Joseph F. Standing , 1 , 2 , Martin O. Ongas 3 , 4 , Caroline Ogwang 5 , Nancy Kagwanja 5 , Sheila Murunga 5 , Shalton Mwaringa 5 , Rehema Ali 5 , Neema Mturi 5 , Moline Timbwa 5 , 6 , Christine Manyasi 5 , 6 , Laura Mwalekwa 5 , 7 , Victor L. Bandika 7 , Bernhards Ogutu 3 , 4 , Joseph Waichungo 5 , Karin Kipper 8 , 9 , James A. Berkley 5 , 10 , 11 , for the FLACSAM‐PK Study Group
19 April 2018
Infants and young children with severe acute malnutrition (SAM) are treated with empiric broad‐spectrum antimicrobials. Parenteral ceftriaxone is currently a second‐line agent for invasive infection. Oral metronidazole principally targets small intestinal bacterial overgrowth. Children with SAM may have altered drug absorption, distribution, metabolism, and elimination. Population pharmacokinetics of ceftriaxone and metronidazole were studied, with the aim of recommending optimal dosing.

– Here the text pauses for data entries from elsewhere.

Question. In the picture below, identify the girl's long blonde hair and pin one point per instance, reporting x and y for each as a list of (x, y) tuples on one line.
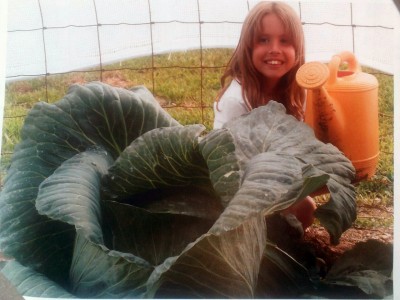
[(241, 68)]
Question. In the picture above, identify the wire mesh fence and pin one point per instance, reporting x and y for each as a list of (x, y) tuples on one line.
[(93, 39)]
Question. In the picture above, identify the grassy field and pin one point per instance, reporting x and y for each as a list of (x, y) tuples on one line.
[(186, 84)]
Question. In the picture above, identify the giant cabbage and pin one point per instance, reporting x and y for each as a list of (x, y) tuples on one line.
[(108, 196)]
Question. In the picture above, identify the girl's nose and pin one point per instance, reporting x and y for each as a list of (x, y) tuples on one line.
[(275, 48)]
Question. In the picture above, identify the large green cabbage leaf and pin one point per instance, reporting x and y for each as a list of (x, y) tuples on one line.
[(110, 197)]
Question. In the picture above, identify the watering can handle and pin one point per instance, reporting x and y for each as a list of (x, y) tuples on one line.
[(337, 60)]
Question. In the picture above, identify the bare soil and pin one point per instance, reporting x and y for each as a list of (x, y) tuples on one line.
[(319, 237)]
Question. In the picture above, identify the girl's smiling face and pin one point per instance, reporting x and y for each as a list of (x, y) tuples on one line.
[(273, 52)]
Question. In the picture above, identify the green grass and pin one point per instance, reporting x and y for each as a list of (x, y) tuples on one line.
[(185, 83)]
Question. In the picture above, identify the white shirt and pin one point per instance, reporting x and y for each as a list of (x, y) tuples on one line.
[(230, 106)]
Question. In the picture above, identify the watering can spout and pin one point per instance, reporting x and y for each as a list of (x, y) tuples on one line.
[(342, 108), (313, 77)]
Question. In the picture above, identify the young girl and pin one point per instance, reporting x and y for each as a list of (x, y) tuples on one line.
[(263, 68)]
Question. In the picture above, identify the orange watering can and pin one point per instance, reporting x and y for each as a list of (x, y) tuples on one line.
[(342, 108)]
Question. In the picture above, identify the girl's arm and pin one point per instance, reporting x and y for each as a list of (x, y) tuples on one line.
[(230, 106)]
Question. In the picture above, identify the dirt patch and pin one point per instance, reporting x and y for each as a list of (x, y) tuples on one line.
[(376, 230)]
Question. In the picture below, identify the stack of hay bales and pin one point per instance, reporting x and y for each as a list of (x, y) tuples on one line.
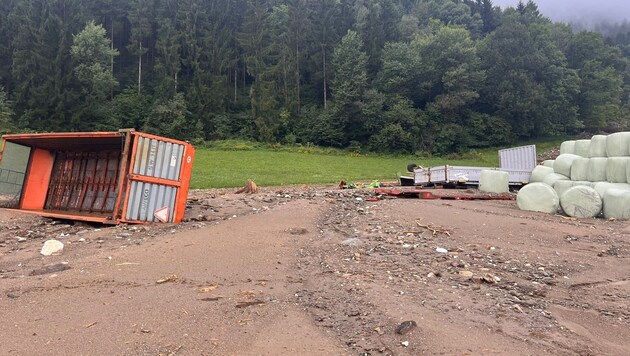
[(588, 178)]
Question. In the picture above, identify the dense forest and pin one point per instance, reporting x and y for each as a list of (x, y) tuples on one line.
[(433, 76)]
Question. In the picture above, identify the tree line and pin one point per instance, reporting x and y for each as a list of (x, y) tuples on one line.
[(433, 76)]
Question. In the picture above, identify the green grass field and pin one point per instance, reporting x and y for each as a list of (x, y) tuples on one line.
[(221, 168)]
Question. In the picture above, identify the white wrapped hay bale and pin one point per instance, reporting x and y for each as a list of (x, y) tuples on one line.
[(538, 197), (598, 146), (618, 144), (617, 204), (548, 163), (562, 186), (494, 181), (567, 147), (602, 187), (581, 202), (584, 183), (597, 169), (579, 169), (616, 169), (552, 178), (582, 147), (563, 164), (539, 173)]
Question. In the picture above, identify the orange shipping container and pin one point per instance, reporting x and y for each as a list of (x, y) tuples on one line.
[(108, 177)]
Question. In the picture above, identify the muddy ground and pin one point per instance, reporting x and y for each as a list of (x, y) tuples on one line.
[(317, 270)]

Eighty‐one patients with SAM (aged 2–45 months) provided 234 postdose pharmacokinetic samples for total ceftriaxone, metronidazole, and hydroxymetronidazole. Ceftriaxone protein binding was also measured in 190 of these samples. A three‐compartment model adequately described free ceftriaxone, with a Michaelis–Menten model for concentration and albumin‐dependent protein binding. A one‐compartment model was used for both metronidazole and hydroxymetronidazole, with only 1% of hydroxymetronidazole predicted to be formed during first‐pass. Simulations showed 80 mg/kg once daily of ceftriaxone and 12.5 mg/kg twice daily of metronidazole were sufficient to reach therapeutic targets.